Practical session

Presentation & objectives

In this session, you will solve some exercises to familiarize with defensive exceptions and assertions, and their use for defensive programming. You will also write your first unit tests, and focus on documentation.

Activity contents

1 — Extract a list of floats

We have a list l containing elements of different types. for example: l = [1, '3.14', 2.8, [], (2, 5), 'hello', {'d': 3, 'e': 2.145}].

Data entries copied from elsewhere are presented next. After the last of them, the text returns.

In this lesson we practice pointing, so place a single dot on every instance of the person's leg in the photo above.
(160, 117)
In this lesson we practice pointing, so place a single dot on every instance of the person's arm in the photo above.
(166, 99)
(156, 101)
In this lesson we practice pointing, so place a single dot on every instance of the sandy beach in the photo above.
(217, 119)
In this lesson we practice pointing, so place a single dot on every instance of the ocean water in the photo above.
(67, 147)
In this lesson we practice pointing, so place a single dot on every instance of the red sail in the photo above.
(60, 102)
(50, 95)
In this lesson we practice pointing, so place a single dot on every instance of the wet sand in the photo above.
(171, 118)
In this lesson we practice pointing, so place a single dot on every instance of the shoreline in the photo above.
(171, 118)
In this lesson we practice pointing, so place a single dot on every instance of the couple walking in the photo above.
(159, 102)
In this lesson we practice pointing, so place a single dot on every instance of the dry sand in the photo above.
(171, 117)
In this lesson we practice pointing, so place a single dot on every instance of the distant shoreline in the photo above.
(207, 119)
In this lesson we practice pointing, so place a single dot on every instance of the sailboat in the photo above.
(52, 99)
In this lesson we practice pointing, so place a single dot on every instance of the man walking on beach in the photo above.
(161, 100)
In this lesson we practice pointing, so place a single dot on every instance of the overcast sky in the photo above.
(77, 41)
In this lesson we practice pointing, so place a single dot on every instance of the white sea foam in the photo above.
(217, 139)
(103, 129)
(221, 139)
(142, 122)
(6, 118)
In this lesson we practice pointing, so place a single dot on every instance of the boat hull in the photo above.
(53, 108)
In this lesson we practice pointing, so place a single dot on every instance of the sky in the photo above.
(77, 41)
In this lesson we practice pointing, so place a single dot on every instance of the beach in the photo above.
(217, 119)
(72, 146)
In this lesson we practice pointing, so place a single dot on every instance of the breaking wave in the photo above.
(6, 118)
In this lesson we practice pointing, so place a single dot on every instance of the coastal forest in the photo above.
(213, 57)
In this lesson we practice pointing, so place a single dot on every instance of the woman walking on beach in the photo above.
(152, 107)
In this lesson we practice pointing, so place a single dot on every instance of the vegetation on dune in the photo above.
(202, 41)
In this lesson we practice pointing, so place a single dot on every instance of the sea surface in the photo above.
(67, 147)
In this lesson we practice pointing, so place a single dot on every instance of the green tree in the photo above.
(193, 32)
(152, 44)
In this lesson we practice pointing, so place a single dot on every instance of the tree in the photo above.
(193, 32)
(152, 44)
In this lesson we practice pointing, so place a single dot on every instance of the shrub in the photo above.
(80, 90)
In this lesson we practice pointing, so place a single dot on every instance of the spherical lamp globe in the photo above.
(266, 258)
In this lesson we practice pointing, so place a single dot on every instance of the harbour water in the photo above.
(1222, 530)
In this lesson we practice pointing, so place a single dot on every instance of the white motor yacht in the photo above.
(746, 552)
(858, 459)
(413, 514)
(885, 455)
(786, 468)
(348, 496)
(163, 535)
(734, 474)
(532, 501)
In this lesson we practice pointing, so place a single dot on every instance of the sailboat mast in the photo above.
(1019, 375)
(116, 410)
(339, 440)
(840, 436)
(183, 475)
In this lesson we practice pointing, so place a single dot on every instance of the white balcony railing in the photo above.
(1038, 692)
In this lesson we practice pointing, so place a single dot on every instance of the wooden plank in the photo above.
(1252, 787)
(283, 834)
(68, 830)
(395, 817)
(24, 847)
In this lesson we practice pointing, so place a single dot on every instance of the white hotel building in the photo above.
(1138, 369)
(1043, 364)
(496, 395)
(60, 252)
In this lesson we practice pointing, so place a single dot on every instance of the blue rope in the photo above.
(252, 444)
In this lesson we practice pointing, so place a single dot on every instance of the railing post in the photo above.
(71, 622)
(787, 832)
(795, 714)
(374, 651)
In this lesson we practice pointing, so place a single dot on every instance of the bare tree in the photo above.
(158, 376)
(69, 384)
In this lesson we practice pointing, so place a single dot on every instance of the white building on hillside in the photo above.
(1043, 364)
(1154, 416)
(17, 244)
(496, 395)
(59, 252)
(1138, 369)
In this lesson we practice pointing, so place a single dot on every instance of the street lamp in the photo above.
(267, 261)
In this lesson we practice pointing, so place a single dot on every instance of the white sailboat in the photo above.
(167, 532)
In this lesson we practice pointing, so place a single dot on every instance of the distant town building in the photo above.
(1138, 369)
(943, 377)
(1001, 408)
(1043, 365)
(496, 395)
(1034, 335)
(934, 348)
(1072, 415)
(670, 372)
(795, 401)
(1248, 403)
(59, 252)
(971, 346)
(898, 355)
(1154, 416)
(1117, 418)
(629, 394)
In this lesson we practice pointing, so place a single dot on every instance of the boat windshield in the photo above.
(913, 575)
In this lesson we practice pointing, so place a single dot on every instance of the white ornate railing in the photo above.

We also have the following function which extracts all the floats from a given list to feed and returns a new list floats_in_list:

# Needed imports
from typing import List, Any



def list_of_floats (composite_list: List[Any]) -> List[float]:

    """
        This function checks the contents of the list to extract the floats inside.
        In:
            * composite_list: A list with various types.
        Out:
            * A list with the floats found in composite_list.
    """

    # Extract floats from the list
    floats_in_list = []
    for value in composite_list:
        if type(value) in (int, float):
            floats_in_list.append(float(value))
    return floats_in_list

Test this function on the example list l above. What do you notice?

Rewrite the function to take account numbers in the form of strings. To do this, you can use the string.digits property.

# Needed imports
from typing import List, Any
import string



def is_integer (s: str) -> bool:

    """
        This function verifies if a given string represents an integer.
        In:
            * s: The string to check.
        Out:
            * True if it is an integer in a string, False otherwise.
    """

    # Check that everything in the string is a digit
    for char in s:
        if char not in string.digits:
            return False
    return True



def is_number (s: str) -> bool:

    """
        This function verifies if a given string represents an integer or a float.
        In:
            * s: The string to check.
        Out:
            * True if it is a number in a string, False otherwise.
    """

    # If it is an integer we are done
    if is_integer(s):
        return True
    
    # Otherwise, let's check if it is a float
    i = s.find('.')
    if i != -1:
        return is_integer(s[:i]) and is_integer(s[i+1:])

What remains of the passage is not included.